DEV Community

Cover image for MongoDb backup to S3 using CronJobs on Kubernetes
Adenle Abiodun
Adenle Abiodun

Posted on • Updated on

MongoDb backup to S3 using CronJobs on Kubernetes

I was recently faced with a challenge of doing incremental backup of a mongo database so we can quickly recover in the event of a database crash or some other wierd things happen and the Db becomes unusable.

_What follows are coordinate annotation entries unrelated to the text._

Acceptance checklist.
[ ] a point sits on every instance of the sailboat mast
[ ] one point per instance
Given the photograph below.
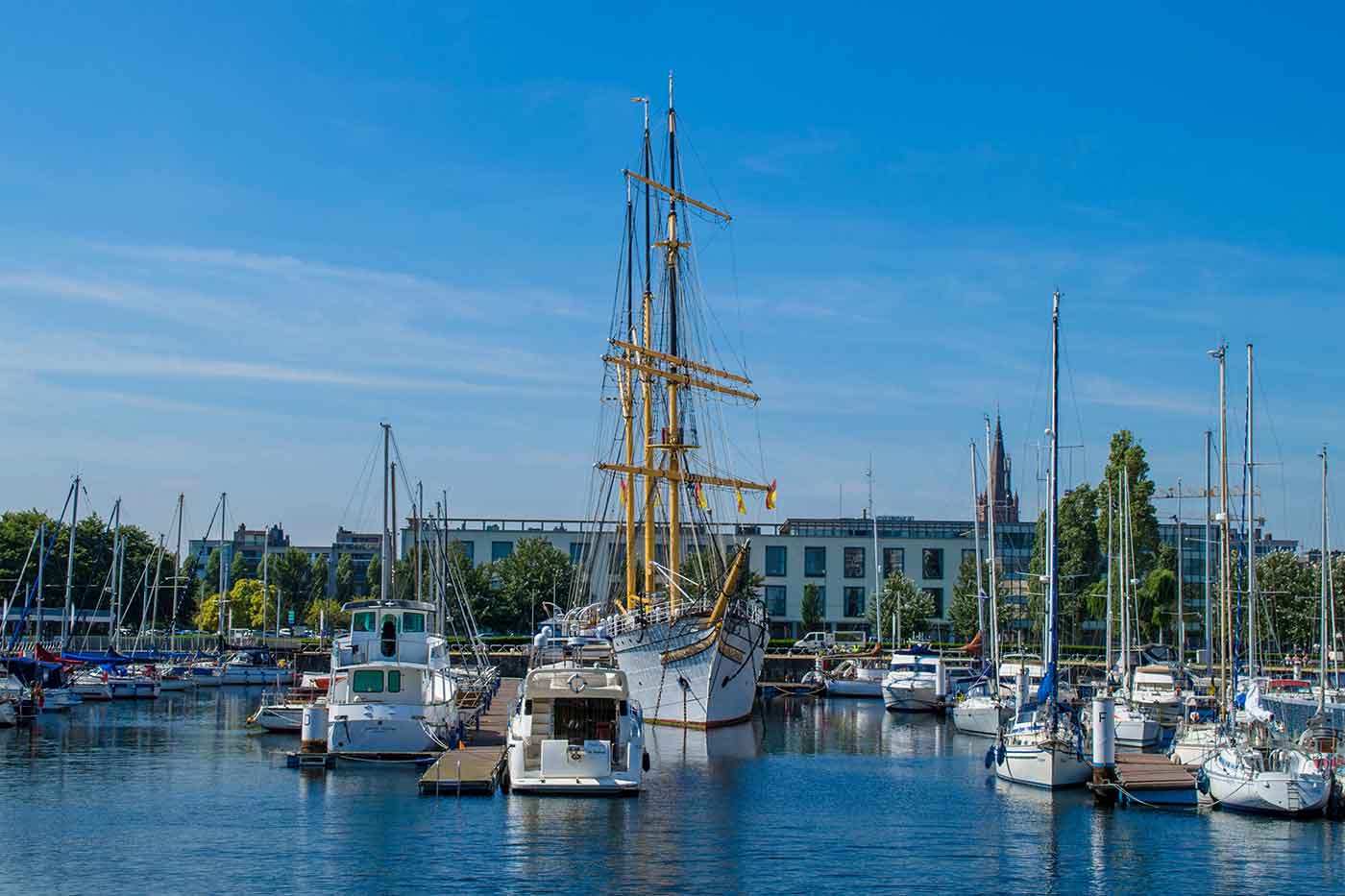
(1250, 525)
(1210, 514)
(177, 580)
(1224, 560)
(382, 543)
(1112, 560)
(674, 429)
(975, 537)
(224, 563)
(1181, 615)
(994, 564)
(646, 378)
(1053, 487)
(625, 381)
(1327, 599)
(70, 572)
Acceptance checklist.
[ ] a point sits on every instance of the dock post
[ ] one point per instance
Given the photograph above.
(1105, 750)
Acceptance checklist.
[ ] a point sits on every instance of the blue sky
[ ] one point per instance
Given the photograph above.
(237, 238)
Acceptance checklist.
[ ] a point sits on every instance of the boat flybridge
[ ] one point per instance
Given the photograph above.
(392, 690)
(575, 729)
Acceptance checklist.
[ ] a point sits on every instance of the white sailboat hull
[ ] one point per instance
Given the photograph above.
(981, 715)
(854, 688)
(914, 698)
(1051, 765)
(1233, 785)
(693, 674)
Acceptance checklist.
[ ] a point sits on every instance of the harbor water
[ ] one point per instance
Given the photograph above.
(175, 795)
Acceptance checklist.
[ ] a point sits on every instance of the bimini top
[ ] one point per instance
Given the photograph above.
(389, 604)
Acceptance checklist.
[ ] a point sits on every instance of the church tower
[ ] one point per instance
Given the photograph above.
(999, 485)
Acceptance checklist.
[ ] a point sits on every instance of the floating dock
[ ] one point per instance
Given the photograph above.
(474, 770)
(1147, 779)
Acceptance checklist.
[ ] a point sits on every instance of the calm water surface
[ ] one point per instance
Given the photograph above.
(175, 795)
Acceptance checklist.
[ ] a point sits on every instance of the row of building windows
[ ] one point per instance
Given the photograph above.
(816, 561)
(853, 600)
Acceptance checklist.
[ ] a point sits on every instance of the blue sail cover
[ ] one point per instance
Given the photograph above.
(1046, 689)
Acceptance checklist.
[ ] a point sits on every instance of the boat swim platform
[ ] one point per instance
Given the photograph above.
(1146, 779)
(474, 768)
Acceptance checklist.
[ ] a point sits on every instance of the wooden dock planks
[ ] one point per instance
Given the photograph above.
(475, 767)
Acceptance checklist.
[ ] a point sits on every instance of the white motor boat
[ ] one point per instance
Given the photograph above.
(575, 731)
(1133, 727)
(857, 678)
(1156, 690)
(915, 682)
(1042, 751)
(392, 690)
(130, 684)
(982, 712)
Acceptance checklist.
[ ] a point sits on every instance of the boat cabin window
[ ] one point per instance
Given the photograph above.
(369, 681)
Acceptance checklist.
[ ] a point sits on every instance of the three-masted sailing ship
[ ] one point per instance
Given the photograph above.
(685, 624)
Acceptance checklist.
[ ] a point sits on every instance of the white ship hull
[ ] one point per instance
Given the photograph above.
(911, 700)
(1051, 765)
(1234, 785)
(854, 688)
(981, 715)
(693, 674)
(374, 729)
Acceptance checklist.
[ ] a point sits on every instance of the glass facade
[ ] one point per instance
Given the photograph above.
(931, 564)
(854, 563)
(854, 600)
(816, 563)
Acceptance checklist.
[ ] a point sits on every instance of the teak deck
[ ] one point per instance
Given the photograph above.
(1138, 772)
(475, 767)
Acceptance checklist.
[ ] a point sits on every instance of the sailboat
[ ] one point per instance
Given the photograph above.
(984, 709)
(392, 689)
(1045, 745)
(1255, 767)
(692, 644)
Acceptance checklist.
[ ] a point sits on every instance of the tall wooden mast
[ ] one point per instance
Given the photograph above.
(636, 355)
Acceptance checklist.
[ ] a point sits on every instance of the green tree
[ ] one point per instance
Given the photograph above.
(326, 613)
(904, 599)
(811, 610)
(345, 579)
(535, 572)
(318, 586)
(1126, 459)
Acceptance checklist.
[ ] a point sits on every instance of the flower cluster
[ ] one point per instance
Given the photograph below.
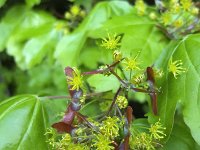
(76, 81)
(122, 102)
(176, 67)
(110, 127)
(148, 140)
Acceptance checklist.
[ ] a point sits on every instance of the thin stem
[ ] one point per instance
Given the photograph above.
(114, 100)
(69, 97)
(99, 71)
(119, 111)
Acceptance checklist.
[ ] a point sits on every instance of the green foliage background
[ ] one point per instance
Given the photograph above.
(39, 52)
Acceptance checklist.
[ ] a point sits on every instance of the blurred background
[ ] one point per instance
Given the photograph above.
(30, 31)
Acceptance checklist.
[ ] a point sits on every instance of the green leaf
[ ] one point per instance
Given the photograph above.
(185, 89)
(2, 2)
(38, 47)
(23, 123)
(69, 47)
(181, 137)
(103, 83)
(30, 38)
(139, 34)
(31, 3)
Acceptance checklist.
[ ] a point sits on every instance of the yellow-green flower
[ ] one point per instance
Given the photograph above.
(110, 127)
(112, 42)
(117, 55)
(142, 141)
(157, 131)
(166, 18)
(131, 64)
(102, 142)
(76, 81)
(137, 79)
(122, 102)
(178, 23)
(176, 67)
(195, 11)
(186, 4)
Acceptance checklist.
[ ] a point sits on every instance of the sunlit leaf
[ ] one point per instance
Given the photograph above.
(23, 123)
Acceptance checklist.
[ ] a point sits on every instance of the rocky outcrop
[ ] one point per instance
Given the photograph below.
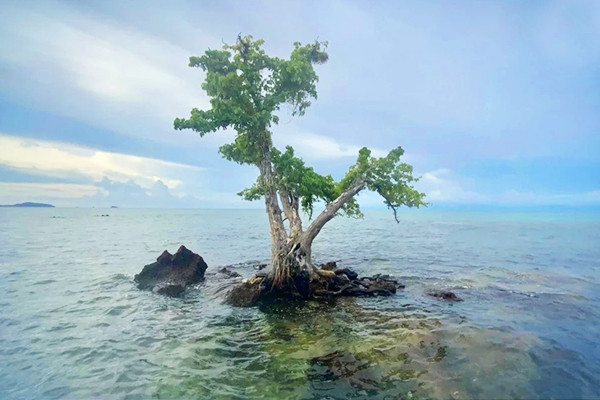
(445, 295)
(172, 273)
(325, 282)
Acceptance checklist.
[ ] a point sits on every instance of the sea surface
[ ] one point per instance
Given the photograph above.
(73, 325)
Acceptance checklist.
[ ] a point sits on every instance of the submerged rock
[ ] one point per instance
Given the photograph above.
(329, 266)
(229, 273)
(444, 295)
(245, 294)
(172, 273)
(345, 367)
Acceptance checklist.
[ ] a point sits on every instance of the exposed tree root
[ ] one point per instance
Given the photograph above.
(310, 282)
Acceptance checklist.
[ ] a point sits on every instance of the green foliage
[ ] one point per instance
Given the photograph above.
(297, 180)
(247, 88)
(387, 176)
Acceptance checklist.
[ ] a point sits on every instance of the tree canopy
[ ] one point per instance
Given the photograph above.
(247, 89)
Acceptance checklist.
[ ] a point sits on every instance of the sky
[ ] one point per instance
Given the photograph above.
(496, 103)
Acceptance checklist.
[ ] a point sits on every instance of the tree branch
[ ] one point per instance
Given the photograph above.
(290, 209)
(330, 211)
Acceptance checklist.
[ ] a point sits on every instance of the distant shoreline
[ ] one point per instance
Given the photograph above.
(29, 204)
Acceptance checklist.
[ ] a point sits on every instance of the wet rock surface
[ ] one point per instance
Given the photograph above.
(172, 273)
(445, 295)
(326, 282)
(229, 272)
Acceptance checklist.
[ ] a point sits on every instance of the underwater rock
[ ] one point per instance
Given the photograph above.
(342, 366)
(171, 274)
(329, 266)
(229, 273)
(245, 294)
(444, 295)
(348, 272)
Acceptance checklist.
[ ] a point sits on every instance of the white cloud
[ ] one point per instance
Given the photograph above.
(14, 192)
(69, 63)
(65, 160)
(441, 186)
(316, 147)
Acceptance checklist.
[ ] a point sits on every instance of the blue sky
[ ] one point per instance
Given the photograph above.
(495, 103)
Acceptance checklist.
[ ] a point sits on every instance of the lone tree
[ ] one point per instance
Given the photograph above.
(247, 89)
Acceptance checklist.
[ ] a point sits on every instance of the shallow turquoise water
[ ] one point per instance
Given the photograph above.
(73, 325)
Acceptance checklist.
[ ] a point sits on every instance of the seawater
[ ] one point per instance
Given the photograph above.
(73, 325)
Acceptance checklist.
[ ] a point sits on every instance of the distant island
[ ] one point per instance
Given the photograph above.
(29, 204)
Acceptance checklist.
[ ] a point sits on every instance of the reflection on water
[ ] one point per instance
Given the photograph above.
(73, 325)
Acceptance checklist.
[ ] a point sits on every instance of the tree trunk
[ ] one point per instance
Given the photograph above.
(278, 233)
(292, 269)
(289, 203)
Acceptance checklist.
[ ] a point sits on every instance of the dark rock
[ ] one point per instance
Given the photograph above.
(444, 295)
(245, 294)
(261, 274)
(302, 283)
(170, 290)
(229, 273)
(329, 266)
(348, 272)
(171, 274)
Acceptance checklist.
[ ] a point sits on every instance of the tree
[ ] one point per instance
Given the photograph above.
(247, 89)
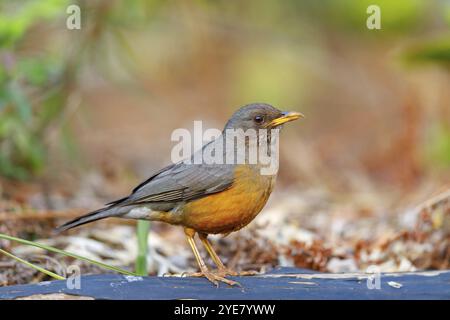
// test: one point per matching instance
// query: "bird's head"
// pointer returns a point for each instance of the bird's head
(260, 116)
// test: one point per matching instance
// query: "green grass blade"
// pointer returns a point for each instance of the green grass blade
(55, 250)
(47, 272)
(143, 228)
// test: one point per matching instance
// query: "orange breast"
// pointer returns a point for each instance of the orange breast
(231, 209)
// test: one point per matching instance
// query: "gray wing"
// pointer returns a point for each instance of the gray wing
(180, 182)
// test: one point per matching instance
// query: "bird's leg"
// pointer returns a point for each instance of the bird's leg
(214, 278)
(222, 269)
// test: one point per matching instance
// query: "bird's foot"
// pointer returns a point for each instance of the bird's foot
(215, 278)
(229, 272)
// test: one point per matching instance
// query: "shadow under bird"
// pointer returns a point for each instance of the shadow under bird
(204, 198)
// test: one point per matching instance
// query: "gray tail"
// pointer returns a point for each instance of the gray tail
(90, 217)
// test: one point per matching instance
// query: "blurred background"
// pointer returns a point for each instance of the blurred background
(87, 114)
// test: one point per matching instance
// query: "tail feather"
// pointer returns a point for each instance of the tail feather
(90, 217)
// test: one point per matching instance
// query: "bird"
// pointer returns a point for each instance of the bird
(206, 198)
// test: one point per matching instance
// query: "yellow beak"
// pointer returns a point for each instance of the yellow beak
(285, 117)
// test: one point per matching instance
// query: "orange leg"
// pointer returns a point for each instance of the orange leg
(204, 271)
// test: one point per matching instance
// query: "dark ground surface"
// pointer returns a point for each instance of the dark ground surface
(285, 283)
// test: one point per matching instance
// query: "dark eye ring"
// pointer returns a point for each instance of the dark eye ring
(259, 119)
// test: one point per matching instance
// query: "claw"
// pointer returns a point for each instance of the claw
(215, 278)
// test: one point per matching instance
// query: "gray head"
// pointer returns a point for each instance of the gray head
(260, 116)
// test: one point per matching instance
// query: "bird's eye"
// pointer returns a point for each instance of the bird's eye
(259, 119)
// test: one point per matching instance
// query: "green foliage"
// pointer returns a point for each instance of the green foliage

There are several ways of achieveing this, but then again, i had to stick to one using kubernetes since i already have a kubernetes cluster running.

Prerequisites:

  • Docker installed on your machine
  • Container repository (Docker Hub, Google Container Registry, etc) - I use docker hub
  • Kubernetes cluster running

Our working folder structure should be like this:
db_backup/
├── awesome_backup.sh
├── Dockerfile
├── cronjob-deployment.yaml
└── backup.env

Steps to achieve this:

  • MongoDB installed on the server and running (or Atlas)
  • AWS CLI installed in a docker container
  • A bash script that will be run on the server to backup the database
  • AWS S3 Bucket configured
  • Build and deploy on Kubernetes

MongoDB Setup.

You can setup a mongo database on your server or use an Atlas cluster. The Atlas cluster is a great way to setup a mongo database and is free for M0 clusters. You can also use a mongo database on your server or on a kubernetes cluster.

It doesn't matter which one you use, the most important thing is to have a mongo database running.

You can visit the official MongoDB website to sign up and setup a mongo Atlas cluster at MongoDB Atlas

After creating your mongodb instance, we will need the MONGODB_URI. Keep it safe somewhere, we will need it later.

AWS CLI Setup in a Docker Container.

This is a very important step as we will be using this container to run our scheduled backups to S3 using kubernetes cronjobs.

You need to create a dockerfile with the following contents. I will explain each steps in details.

# Set up ubuntu image 
FROM ubuntu:18.04

ENV DEBIAN_FRONTEND noninteractive

# install mongodb backup tools 
RUN apt-get update && apt-get install -y mongo-tools

#  install aws cli
RUN apt-get install -y awscli

# copy mongodb backup script to /
COPY ./awesome_backup.sh ./

RUN chmod +x ./awesome_backup.sh

# Run the command on container startup
CMD ["bash"]
Enter fullscreen mode Exit fullscreen mode

The above dockerfile is simple and straight forward.

Step 1:
Pull ubuntu 18.04 image. This will be the base image for our container. You could also use a different linux distro like centos or debian. Just that your commands or syntax might be sligthly different.
In my case i am using an ubuntu image.

Step 2:
Set the DEBIAN_FRONTEND environment variable to non interactive. This is to prevent the user from being prompted for input.

Step 3:
Install mongodb backup tools. This will enable us to backup the mongo database using command like mongodump.

Step 4:
Install aws cli. This will enable us to use aws cli to interact with AWS services.

Step 5:
Copy the mongodb backup script to the root directory in the container. To be honest, you can copy the script in any directory, just ensure you take note of where the script is copied to. For simplicity, i will just put it in the root folder.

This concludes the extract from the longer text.